ECE senior helps break ground on innovative neuroengineering research
Megan Kelly, Coordinated Science Lab
- Taking ECE Professor Todd Coleman's probability course sparked McCormick's interest in neuroengineering.
- McCormick began researching communication between computers and humans.
- Research may lead to a form of communication for people who cannot converse.
ECE senior Martin McCormick once thought mind reading was a talent reserved for superheroes in the comics. But he’s not so sure anymore.
McCormick grew up fascinated by engineering innovations, especially in the area of signal processing. By the time he reached age 12, McCormick already wrote operating systems, programmed computers, dabbled with radio communication systems, and even built a satellite on his family’s roof.
But he didn’t become interested in neuroengineering, an interdisciplinary field that applies engineering principles to neuroscience, until he enrolled in a probability course with ECE Professor Todd Prentice Coleman, who was working on a brain-computer interface project. Coleman knew of McCormick’s interest in signal processing and encouraged him to join the team, an honor usually reserved for graduate and post-doctoral students.
“When Martin tries to understand something, he stays on the grind until he is confident he understands what's going on,” said Coleman, a professor of electrical and computer engineering. “He finds things that are intriguing and independently tries to learn more about them. . . . In short, he's a model student.”
The project piqued McCormick’s interest, and he joined the small group of researchers exploring direct, noninvasive exchanges of communication between computers and the human mind. In other words, they were attempting to teach computers to process and, in a way, read people’s minds. When he first embarked on the project, McCormick was skeptical.
“I wasn’t convinced until I used it myself,” McCormick said. “What blew me away the most was that you could tell by just using it, that it’s picking up on your brain signals and responding based on what you’re thinking.”

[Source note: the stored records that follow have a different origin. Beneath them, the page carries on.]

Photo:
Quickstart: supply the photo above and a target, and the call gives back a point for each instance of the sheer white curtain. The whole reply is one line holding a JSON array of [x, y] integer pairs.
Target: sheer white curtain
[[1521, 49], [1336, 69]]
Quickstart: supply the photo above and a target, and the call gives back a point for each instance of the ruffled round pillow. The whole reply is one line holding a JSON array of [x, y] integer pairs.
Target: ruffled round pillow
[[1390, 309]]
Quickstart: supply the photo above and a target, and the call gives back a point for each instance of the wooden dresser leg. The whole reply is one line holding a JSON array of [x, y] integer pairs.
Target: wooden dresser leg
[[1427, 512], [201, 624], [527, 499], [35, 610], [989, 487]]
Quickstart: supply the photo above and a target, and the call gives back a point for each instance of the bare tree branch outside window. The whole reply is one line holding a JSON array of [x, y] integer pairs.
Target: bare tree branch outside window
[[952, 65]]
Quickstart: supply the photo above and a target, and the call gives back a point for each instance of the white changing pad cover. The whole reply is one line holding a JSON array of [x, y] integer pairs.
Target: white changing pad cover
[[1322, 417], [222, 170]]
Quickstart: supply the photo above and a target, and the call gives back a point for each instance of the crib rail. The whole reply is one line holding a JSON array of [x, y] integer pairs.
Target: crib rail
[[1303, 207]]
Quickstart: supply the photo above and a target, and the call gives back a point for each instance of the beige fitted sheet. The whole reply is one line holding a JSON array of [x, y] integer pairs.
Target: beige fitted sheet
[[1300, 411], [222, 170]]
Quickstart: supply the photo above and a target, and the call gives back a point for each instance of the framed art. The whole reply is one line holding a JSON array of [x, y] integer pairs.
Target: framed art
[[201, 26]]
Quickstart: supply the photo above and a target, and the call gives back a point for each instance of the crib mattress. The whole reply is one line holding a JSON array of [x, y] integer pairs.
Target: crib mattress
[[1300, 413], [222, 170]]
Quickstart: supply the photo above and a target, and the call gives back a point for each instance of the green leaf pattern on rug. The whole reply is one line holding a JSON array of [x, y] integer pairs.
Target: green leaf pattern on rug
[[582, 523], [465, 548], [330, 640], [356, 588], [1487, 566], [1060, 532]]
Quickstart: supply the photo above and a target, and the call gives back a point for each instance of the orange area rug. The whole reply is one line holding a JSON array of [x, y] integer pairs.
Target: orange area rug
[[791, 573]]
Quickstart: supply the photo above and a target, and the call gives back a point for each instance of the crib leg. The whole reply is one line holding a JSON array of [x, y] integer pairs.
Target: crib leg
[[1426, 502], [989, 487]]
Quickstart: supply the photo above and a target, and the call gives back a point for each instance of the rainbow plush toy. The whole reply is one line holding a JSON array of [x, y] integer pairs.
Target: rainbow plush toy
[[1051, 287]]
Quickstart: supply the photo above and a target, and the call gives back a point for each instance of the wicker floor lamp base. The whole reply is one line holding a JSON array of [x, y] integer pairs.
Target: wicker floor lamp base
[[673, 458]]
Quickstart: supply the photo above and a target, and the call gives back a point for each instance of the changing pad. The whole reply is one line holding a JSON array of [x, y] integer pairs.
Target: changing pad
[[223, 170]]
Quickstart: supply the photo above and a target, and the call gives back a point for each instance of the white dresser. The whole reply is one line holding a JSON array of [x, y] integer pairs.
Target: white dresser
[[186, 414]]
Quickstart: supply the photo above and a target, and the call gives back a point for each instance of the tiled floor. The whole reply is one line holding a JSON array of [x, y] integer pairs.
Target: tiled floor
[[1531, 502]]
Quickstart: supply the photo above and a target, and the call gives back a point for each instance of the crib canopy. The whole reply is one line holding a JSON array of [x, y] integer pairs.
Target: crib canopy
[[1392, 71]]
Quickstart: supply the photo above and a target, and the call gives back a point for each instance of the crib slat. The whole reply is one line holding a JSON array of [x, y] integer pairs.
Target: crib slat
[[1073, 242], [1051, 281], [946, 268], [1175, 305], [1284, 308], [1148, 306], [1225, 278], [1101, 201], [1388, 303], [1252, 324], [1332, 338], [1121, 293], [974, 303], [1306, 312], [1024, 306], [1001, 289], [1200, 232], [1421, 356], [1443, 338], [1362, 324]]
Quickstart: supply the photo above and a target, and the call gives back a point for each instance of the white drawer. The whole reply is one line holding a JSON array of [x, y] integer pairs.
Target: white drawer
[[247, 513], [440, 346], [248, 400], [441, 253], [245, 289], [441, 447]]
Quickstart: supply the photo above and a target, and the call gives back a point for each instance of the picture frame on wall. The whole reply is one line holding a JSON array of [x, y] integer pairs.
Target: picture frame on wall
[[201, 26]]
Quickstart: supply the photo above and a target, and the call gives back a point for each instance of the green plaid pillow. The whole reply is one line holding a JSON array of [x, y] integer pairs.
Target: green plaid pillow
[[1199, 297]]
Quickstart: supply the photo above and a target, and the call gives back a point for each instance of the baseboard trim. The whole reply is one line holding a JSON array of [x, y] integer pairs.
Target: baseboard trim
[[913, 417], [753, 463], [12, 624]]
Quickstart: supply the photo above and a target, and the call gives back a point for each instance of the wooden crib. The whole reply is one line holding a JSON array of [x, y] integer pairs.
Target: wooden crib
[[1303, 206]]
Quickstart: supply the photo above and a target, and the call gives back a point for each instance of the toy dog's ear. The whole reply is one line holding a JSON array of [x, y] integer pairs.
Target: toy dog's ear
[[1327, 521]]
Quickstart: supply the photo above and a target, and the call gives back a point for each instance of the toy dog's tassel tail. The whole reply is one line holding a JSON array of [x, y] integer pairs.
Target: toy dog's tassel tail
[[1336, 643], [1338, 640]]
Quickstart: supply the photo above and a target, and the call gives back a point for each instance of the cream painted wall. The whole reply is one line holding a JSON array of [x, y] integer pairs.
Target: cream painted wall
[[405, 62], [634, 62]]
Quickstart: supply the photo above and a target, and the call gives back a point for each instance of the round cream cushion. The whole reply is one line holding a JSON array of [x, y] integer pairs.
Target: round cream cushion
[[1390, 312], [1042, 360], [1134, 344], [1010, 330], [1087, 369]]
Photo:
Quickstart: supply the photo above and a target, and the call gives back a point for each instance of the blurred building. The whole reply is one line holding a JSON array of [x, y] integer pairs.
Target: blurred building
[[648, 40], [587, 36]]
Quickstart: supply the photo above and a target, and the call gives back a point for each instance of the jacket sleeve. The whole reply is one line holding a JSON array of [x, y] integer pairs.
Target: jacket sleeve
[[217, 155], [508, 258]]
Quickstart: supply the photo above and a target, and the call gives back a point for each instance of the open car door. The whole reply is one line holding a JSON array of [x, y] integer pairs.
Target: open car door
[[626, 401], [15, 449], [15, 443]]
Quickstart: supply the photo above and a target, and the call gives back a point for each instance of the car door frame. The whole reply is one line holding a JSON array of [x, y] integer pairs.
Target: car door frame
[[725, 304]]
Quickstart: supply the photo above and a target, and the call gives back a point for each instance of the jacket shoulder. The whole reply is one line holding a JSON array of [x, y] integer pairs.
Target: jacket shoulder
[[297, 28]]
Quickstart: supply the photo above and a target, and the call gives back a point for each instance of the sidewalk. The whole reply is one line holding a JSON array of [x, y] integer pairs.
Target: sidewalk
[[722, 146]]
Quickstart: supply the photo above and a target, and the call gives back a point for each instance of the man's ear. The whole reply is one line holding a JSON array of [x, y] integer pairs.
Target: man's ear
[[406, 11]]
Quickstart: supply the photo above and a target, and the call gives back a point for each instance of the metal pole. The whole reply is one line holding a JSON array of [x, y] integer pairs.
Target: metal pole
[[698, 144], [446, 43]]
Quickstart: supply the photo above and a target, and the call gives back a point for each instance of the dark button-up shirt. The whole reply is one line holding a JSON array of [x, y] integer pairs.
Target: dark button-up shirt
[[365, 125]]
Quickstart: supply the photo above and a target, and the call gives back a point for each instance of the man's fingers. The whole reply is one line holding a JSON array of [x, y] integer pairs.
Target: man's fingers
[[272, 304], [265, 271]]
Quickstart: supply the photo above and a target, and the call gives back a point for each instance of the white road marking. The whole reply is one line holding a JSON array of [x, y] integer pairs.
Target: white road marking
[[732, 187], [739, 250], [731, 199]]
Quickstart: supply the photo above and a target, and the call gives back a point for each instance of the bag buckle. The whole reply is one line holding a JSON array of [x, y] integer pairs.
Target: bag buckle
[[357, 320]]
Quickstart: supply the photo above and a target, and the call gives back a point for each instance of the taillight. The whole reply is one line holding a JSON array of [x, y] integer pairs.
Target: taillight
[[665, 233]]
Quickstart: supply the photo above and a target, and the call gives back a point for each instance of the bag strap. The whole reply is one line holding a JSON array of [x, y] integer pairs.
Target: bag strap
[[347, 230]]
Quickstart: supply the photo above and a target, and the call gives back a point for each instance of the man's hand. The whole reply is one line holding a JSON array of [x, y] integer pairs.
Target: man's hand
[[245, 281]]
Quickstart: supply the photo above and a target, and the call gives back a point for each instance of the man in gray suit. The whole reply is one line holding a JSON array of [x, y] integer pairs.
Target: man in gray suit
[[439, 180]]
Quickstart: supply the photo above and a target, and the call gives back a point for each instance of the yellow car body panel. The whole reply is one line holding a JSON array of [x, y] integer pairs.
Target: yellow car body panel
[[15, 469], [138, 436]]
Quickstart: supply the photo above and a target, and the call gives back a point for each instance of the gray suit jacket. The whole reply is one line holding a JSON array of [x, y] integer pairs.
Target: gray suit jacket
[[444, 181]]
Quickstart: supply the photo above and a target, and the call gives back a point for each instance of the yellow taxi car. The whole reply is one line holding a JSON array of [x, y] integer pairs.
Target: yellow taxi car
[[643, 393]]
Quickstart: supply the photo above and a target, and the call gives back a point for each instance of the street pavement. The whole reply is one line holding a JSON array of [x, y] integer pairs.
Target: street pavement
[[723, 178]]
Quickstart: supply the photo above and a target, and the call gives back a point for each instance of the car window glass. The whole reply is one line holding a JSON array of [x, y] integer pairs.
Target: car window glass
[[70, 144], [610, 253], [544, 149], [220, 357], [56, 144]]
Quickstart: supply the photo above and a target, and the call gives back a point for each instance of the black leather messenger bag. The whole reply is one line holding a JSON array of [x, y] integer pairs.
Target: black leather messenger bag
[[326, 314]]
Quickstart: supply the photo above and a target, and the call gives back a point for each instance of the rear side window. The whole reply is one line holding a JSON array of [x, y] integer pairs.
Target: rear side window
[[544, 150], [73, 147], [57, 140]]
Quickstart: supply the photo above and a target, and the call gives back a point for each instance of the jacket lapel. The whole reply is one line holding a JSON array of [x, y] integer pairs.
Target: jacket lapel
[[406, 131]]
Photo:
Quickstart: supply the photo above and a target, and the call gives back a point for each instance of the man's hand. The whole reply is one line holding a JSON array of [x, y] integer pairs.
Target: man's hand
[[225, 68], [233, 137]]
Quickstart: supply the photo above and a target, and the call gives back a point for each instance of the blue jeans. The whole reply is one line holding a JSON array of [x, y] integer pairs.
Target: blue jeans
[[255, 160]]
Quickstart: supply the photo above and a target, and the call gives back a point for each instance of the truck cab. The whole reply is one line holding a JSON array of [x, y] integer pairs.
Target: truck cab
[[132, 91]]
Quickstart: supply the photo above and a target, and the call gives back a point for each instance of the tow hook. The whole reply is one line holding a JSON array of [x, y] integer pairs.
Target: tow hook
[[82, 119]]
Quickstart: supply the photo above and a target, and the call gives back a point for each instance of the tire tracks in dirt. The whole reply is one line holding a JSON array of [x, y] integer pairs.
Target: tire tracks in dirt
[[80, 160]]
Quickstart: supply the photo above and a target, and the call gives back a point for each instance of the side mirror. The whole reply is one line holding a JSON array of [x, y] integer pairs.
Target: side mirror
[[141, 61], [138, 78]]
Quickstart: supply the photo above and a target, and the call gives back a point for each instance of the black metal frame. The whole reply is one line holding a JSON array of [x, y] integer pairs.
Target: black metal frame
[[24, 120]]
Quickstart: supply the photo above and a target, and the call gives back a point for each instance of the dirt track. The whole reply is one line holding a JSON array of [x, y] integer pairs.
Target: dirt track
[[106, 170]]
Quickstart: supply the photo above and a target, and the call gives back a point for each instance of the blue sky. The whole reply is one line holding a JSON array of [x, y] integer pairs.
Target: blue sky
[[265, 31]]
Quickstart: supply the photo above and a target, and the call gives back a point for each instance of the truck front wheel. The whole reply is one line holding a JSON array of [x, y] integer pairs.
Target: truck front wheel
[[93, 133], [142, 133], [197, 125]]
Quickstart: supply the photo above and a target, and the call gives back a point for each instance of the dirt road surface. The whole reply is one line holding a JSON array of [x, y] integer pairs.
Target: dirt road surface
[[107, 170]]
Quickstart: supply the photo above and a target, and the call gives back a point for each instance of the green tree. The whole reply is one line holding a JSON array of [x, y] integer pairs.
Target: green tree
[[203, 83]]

McCormick and the team originally used a method called CSP to discover whether a computer can decipher specific human thoughts. However, he has since modified CSP and helped invent an improved method called CSAP.
“He’s a critical thinker and points out key observations people in the community have missed,” Coleman said. “This led to his development of a new signal processing approach that, according to our intermediate experimental results, beats out all of the previously published state-of-the-art signal processing algorithms for a certain type of brain-machine interface paradigm.”
To test the method, the experiment’s subject wears a cap with electrodes that are covered in conductive gel and connected to the computer. The voltage between different electrodes is measured, amplified and converted into a digital signal that the team analyzes mathematically.
The computer then prompts the subject to imagine moving either his left or right arm while not physically doing so. Different brain waves stimulate the electrodes depending on the direction an individual is imagining. The computer picks up on this and a ball pictured on the screen will move to the right if the subject is imagining his right arm moving and vice versa.
This can be used as a method of communication, particularly for those who may be disabled and unable to converse. Instead of a ball present on the screen, the letter ‘M’, a middle letter in the alphabet, is displayed, followed by a string of letters. By imagining oneself moving either to the left or to the right, the subject will prompt the letters on the screen to move to either the left or right of ‘M’ alphabetically, until the subject hits the right letter, which eventually leads to complete words and sentences with enough concentration.
The research team hopes this innovation will someday help people with disabilities--for example, those with ALS (Lou Gehrig’s disease)--be able to communicate with others. In addition, this method has been tested to control wheelchairs and even remote-controlled planes. There are further plans to use this innovation in military applications, search and rescue operations and video gaming.
In the meantime, McCormick hopes to continue working on the project while applying to graduate schools for next year.
“I could easily see him going down the graduate school route, earning a Ph.D., and joining us in academia,” said Coleman, who is collaborating with Illinois faculty Tim Bretl, aerospace engineering, and Ed Maclin, psychology. “Or he just as easily might end up being an entrepreneur and succeeding in business. Or perhaps both. I think it is safe to say that Martin will succeed at whatever he puts his mind to.”